Auch wenn Tierethik bei der Hühner-Massenhaltung nicht die erste Rolle spielt, wie die auch in Schweden üblichen Minikäfige beweisen, so rückt sie doch bei der Tötung plötzlich in den Vordergrund: Seit dem 15. Juli ist die seit Generationen tradierte "Bullerby"-Schlachtung - man nimmt das Huhn an den Beinen, knackt mit der anderen Hand das Genick und greift dann zum Hackbeil - gesetzlich verboten. Erlaubt ist nur noch Betäubung mit anschließender Ausblutung. Der Bauer darf das, wenn er denn die neue Methode beherrscht, noch selbst erledigen. Gewerbliche Federviehhalter haben aber die gesetzliche Verpflichtung, die ausrangierten Eierlegerinnen in eine der beiden Hühnerschlachtereien des Landes abzuliefern. Das kostet neben dem Transport umgerechnet rund 50 Pfennig pro Huhn. Eine Ausgabe, die einige der Eierfabriken offenbar sparen wollen. Rund 400.000 Hühner "verschwanden" nämlich zuletzt jährlich laut der genauen Statistik, die die Landwirtschaftsbehörde vom Küken bis zur Leiche des ordnungsgemäß abgeschlachteten Huhns führt.
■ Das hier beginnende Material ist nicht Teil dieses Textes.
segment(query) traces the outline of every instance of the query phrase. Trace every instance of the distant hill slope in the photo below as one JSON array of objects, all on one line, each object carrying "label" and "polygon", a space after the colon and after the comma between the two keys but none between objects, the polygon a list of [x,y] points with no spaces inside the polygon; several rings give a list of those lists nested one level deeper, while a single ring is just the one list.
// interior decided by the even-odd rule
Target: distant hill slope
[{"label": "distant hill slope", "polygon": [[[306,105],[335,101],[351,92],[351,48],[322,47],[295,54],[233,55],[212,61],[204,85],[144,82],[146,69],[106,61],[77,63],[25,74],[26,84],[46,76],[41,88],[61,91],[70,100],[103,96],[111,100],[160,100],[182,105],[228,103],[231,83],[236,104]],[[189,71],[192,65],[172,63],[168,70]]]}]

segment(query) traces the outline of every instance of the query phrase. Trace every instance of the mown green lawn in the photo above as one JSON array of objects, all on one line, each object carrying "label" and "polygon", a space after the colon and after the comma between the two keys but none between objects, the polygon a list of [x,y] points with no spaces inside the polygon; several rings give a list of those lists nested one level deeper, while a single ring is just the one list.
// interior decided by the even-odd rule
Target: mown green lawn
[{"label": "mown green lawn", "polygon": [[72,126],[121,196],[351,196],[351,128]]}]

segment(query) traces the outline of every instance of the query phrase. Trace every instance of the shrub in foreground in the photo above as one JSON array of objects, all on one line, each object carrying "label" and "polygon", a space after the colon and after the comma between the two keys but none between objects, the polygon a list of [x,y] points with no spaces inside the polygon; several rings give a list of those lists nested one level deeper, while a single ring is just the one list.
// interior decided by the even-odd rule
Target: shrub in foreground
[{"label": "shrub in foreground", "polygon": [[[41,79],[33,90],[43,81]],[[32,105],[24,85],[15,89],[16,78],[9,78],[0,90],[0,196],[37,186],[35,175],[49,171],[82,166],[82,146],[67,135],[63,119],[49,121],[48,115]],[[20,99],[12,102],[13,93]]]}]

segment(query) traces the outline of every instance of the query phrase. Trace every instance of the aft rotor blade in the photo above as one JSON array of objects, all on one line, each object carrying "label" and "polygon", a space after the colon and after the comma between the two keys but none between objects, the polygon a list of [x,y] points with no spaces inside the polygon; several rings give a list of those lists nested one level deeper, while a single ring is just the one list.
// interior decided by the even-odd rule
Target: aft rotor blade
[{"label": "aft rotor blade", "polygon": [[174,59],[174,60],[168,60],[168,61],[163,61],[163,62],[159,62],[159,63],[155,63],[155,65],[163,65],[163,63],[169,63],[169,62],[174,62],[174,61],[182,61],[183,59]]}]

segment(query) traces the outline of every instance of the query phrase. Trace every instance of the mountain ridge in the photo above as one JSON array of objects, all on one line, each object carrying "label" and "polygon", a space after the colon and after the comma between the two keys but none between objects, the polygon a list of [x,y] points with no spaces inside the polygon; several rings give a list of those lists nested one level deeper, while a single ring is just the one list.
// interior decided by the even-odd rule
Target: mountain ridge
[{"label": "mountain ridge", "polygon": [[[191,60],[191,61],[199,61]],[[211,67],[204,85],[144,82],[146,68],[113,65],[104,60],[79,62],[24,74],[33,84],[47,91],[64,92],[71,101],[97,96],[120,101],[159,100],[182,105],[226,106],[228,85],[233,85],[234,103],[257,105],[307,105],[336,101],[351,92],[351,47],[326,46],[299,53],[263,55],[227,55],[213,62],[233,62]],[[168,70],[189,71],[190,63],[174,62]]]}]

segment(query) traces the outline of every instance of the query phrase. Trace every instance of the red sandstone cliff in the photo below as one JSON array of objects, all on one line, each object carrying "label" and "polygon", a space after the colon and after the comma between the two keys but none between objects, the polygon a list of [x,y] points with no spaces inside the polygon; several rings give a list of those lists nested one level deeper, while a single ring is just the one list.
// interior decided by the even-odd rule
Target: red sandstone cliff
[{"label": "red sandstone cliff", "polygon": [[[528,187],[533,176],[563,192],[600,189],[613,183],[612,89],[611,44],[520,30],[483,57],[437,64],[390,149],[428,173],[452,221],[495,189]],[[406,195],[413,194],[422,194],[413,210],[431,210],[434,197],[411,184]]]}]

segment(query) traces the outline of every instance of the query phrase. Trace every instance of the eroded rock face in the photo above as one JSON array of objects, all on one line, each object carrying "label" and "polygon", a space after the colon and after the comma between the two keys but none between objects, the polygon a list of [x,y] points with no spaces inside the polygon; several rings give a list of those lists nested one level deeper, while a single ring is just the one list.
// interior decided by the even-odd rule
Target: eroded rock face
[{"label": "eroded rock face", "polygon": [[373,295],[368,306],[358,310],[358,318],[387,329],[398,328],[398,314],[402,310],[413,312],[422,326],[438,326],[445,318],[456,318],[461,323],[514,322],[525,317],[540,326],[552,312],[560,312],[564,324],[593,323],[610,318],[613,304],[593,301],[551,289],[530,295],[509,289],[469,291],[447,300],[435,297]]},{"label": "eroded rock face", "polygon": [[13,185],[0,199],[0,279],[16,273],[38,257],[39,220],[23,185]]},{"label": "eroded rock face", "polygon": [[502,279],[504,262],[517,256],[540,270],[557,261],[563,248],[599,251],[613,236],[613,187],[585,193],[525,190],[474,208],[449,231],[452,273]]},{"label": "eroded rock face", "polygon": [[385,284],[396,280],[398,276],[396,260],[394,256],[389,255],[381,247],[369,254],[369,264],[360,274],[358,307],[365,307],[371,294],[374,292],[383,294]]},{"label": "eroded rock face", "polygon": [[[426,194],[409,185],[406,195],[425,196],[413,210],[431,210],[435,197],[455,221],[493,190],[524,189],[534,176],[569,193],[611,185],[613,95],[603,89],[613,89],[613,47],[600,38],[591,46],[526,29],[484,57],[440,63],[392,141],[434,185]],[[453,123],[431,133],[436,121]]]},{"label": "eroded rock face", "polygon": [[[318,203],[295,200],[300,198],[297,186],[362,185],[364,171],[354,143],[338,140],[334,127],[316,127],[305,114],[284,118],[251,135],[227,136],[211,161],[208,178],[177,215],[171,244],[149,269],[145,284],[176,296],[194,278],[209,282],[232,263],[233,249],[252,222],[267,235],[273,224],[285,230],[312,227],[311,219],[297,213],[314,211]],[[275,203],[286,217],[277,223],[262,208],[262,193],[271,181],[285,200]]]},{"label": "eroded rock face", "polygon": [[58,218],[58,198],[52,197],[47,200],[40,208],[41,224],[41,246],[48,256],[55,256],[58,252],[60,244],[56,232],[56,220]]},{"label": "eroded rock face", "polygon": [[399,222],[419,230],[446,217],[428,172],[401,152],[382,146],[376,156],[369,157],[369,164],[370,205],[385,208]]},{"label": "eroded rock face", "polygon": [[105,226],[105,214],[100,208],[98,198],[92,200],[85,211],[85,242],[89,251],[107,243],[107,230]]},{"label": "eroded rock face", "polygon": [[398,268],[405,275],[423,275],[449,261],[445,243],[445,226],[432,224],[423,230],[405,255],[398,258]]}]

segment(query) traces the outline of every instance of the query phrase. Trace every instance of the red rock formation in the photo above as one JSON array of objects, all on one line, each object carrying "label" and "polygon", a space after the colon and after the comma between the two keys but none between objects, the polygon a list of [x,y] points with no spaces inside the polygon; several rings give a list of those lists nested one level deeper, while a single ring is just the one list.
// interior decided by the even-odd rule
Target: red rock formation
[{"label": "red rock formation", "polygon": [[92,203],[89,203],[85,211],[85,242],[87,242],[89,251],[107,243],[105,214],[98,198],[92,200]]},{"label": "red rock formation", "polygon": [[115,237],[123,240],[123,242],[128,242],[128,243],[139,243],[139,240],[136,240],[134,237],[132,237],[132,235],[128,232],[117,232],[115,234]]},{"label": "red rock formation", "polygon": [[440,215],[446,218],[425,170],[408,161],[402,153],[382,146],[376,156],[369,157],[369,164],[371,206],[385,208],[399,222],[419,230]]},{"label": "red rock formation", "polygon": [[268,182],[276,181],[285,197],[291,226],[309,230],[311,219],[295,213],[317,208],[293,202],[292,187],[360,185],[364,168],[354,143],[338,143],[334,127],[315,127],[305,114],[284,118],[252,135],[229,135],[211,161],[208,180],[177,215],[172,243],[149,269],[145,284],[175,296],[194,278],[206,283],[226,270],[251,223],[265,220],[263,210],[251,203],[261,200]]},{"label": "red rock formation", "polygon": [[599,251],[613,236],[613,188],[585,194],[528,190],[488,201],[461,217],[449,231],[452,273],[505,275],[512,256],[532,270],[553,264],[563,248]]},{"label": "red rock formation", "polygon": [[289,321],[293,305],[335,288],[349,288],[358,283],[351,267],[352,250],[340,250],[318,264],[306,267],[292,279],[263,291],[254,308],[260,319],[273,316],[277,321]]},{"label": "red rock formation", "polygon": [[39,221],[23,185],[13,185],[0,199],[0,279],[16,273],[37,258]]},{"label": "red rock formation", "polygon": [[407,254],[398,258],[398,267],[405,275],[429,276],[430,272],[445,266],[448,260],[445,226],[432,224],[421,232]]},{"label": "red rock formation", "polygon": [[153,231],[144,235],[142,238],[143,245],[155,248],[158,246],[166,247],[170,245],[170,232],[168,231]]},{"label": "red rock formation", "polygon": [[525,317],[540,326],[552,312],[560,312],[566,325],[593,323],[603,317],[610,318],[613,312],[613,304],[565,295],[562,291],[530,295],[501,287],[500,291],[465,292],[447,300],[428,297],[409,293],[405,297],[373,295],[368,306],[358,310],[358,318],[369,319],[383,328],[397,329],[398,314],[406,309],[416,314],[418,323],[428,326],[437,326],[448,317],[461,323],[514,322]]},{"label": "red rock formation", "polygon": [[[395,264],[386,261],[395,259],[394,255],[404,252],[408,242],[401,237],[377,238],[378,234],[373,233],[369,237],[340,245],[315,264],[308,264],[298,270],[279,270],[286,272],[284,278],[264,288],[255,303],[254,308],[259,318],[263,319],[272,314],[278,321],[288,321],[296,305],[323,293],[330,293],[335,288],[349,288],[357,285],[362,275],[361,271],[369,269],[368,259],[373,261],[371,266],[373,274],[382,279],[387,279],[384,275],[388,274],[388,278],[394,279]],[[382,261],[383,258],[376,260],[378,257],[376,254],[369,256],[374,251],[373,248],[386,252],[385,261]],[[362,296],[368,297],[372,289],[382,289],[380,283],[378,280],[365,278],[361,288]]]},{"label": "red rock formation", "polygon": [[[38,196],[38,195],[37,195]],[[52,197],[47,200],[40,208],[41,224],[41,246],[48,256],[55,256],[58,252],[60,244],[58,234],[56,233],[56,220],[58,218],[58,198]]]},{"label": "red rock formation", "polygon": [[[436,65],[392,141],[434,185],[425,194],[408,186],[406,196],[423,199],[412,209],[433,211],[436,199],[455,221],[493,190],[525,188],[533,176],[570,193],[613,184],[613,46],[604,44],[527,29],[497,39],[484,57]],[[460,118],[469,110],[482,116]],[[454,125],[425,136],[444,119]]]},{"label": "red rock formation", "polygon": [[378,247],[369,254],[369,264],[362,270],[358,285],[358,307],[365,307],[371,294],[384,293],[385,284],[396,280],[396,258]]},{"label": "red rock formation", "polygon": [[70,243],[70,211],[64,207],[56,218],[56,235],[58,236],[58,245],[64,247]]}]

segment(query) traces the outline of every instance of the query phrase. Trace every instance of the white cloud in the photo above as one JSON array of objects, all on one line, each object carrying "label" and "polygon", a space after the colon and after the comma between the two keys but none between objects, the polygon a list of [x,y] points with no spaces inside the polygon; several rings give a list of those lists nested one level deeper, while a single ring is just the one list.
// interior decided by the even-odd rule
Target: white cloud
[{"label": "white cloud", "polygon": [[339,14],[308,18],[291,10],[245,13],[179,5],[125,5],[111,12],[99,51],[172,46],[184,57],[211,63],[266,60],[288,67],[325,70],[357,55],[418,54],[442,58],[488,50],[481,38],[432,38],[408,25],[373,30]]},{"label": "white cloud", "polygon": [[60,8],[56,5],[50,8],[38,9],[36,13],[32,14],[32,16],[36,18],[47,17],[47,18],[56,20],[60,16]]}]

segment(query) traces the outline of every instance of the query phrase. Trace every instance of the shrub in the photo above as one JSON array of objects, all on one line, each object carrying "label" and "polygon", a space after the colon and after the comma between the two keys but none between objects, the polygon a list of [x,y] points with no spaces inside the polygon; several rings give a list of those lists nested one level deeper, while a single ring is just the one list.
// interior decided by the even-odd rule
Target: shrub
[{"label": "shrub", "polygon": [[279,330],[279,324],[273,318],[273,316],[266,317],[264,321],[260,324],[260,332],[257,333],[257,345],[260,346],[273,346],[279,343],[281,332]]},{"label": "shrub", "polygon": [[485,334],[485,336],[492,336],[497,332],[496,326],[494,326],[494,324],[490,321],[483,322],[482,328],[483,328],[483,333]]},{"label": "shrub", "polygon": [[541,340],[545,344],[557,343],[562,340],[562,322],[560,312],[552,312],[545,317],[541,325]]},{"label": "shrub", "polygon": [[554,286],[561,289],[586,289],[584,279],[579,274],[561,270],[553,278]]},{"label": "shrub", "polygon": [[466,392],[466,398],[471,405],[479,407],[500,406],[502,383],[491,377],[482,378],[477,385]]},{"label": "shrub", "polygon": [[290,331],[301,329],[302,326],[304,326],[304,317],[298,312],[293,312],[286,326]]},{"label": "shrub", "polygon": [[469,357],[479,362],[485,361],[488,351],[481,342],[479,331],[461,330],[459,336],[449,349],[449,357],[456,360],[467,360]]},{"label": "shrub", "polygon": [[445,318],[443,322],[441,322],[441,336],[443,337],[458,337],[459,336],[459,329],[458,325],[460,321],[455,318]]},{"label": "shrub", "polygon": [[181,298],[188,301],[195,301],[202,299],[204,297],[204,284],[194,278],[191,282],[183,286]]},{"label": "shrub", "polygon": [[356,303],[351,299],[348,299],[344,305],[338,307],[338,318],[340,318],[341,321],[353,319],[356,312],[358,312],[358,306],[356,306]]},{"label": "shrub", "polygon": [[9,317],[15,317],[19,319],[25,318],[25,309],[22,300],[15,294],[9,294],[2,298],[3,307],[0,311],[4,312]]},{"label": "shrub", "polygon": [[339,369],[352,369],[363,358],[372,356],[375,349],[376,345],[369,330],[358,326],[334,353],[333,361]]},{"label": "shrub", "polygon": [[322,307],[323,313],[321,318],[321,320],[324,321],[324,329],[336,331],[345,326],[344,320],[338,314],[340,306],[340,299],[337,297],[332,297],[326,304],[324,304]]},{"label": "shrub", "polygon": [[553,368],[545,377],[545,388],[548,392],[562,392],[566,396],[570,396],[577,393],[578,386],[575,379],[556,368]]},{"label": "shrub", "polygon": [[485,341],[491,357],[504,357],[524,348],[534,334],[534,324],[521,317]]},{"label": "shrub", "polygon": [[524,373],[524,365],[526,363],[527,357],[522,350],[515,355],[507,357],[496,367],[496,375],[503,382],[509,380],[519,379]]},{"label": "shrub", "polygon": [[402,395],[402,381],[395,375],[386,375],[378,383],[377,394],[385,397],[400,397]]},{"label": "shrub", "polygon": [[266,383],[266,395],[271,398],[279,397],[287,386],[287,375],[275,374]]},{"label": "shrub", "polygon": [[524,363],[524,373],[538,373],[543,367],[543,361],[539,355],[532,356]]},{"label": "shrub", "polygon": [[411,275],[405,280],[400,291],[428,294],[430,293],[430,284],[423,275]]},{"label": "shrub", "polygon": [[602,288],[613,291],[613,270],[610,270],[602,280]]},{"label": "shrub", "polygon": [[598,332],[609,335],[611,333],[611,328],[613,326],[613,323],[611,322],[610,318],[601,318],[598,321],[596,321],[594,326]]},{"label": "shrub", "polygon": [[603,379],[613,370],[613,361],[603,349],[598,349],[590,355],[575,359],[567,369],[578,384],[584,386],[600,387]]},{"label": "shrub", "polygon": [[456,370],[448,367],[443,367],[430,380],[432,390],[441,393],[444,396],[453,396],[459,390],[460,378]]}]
Ein Teil des Schwunds ist vermutlich auf vorzeitig verendetes Federvieh zurückzuführen, das in den Eierfabriken als Abfall endet und deshalb nicht in der Schlachtstatistik auftaucht. Doch der große Rest könnte ein Schicksal genommen haben, über das die Behörde jetzt durch einen anonymen und - da detailgenau - als glaubwürdig eingestuften Bericht Kenntnis bekommen hat: In mindestens drei illegalen Hühnerschlachtereien, die osteuropäische Schwarzarbeiter beschäftigten, würden Hennen einfach ohne vorherige Betäubung zerhäckselt.

Da hatte Tierschutzinspektor Göran Gustavsson aus Örebro seine Pfandidee. Nachdem man bei Dosen die Sicherheitsabgabe eingeführt habe, würde der weit überwiegende Teil eingesammelt und wiederverwertet. "Das könnte auch mit den Hühnern gemacht werden", so Gustavsson. Bislang kauften die Züchter ihre Küken für 50 Kronen (umgerechnet etwa 12 Mark) und mussten anderthalb Jahre später noch einmal 3 Kronen zahlen, um sie wieder loszuwerden. "Das ist ja eine schlimmere Wertminderung als bei Autos."

Schon beim Einkauf, so der Vorschlag, soll nun eine zusätzliche Abgabe etwa in Höhe von umgerechnet einer Mark erhoben werden. Beim ordnungsgemäßen Abliefern zum Schlachten gäbe es das Geld zurück.

Im Landwirtschaftsministerium wird derzeit geprüft, ob man sich den Vorschlag des Inspektors zu Eigen machen und ihn dem Kabinett unterbreiten will. Die ersten Reaktionen klingen positiv, die Überlegungen sind aber noch nicht abgeschlossen.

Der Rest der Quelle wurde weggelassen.